Morpeth Herald
- Type: Weekly newspaper
- Format: Tabloid
- Owner(s): National World
- Editor: Amanda Bourn
- Founded: 1854
- Circulation: 421 (as of 2023)
- Website: morpethherald.co.uk

= Morpeth Herald =

Local Newspaper in Northumberland, England

The Morpeth Herald is a weekly newspaper published in Morpeth, Northumberland, England.

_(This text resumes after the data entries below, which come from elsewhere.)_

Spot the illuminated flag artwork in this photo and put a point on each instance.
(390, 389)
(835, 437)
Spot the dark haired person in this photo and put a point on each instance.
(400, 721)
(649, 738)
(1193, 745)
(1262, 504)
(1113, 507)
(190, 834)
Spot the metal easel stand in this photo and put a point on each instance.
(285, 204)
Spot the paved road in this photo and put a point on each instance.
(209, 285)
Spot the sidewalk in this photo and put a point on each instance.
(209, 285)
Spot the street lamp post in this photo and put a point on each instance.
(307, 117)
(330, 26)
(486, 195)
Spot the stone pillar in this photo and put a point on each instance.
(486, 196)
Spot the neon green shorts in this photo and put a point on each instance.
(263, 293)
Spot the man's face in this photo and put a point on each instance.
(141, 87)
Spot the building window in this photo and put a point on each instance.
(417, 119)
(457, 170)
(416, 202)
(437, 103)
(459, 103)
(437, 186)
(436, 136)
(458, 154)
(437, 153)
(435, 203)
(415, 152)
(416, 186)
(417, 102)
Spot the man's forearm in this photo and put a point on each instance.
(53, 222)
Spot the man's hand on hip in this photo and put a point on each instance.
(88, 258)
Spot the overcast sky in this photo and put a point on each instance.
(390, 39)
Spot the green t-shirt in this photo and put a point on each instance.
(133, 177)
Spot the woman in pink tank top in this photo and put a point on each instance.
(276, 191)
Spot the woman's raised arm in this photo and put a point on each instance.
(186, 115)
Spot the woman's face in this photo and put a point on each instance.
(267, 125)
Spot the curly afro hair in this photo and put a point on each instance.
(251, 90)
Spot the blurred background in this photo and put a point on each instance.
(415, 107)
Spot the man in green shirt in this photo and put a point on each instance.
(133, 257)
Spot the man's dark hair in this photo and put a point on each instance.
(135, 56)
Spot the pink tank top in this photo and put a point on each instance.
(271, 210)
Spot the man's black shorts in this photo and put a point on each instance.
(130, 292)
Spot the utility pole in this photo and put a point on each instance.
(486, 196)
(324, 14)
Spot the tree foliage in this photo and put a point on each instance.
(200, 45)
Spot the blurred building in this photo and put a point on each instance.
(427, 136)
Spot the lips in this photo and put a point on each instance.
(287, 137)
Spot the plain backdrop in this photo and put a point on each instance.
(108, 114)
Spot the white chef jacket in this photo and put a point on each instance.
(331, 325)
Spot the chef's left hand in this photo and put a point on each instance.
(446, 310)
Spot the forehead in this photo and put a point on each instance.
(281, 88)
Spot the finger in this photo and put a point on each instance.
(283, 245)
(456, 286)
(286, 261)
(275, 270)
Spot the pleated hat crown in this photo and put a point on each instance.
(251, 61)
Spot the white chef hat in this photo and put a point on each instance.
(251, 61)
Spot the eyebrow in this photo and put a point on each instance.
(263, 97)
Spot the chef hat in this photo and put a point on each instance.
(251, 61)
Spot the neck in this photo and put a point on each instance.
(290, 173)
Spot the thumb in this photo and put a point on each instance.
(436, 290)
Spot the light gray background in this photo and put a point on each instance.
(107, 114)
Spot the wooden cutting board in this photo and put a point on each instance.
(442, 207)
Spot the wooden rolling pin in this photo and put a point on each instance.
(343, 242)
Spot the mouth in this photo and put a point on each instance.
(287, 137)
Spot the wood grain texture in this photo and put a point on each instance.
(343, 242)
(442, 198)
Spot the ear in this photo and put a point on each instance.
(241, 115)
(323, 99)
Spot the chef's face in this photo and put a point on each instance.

The newspaper serves Morpeth, Ponteland, Pegswood, Ellington, Lynemouth, Widdrington Station and the outlying districts.

== History ==
A broadsheet, established in 1854 as a monthly and becoming weekly in 1858. It was printed and published in Morpeth by successive generations of the Mackay family until 1983, when the title was acquired by the Tweeddale Press Group, based in Berwick upon Tweed, where printing then moved, though it was still edited from an office above the Mackays' shop in Morpeth for several years, before moving to separate offices nearby. From 1984 some of its editorials was shared with the Ponteland Observer, acquired by the Tweeddale Press Group that year; it incorporated the Ponteland Observer fully in 1986. It was sold to Northeast Press, now a division of Johnston Press in 1992. Editorial remained in Morpeth until the late 2010s when it moved to Alnwick and then to Sunderland. During Northeast Press ownership the Herald was printed in Hartlepool or Sunderland and since the closure of Northeast Press's remaining Sunderland print centre in September 2012 until 2014, under contract by Trinity Mirror plc on their presses in Newcastle upon Tyne. Advertising is shared with its sister title the Northumberland Gazette. The title converted to tabloid in 2013 and was redesigned to more closely resemble the Gazette in 2014. The publisher has been listed as JPIMedia Publishing North East since 2021.

== Current day ==
The Herald typically covers local news, sport and leisure pieces, also printing opinion pieces, reader letters, classified advertisements, and contains a property and real estate pull-out section.

The newspaper is published from JPIMedia Publishing North East Ltd's editorial centre in Sunderland, and is printed by Associated Printing at Dinnington, South Yorkshire. The editor is Amanda Bourn, who is also the editor of its sister titles the Northumberland Gazette, Berwick Advertiser, News Post Leader and News Guardian.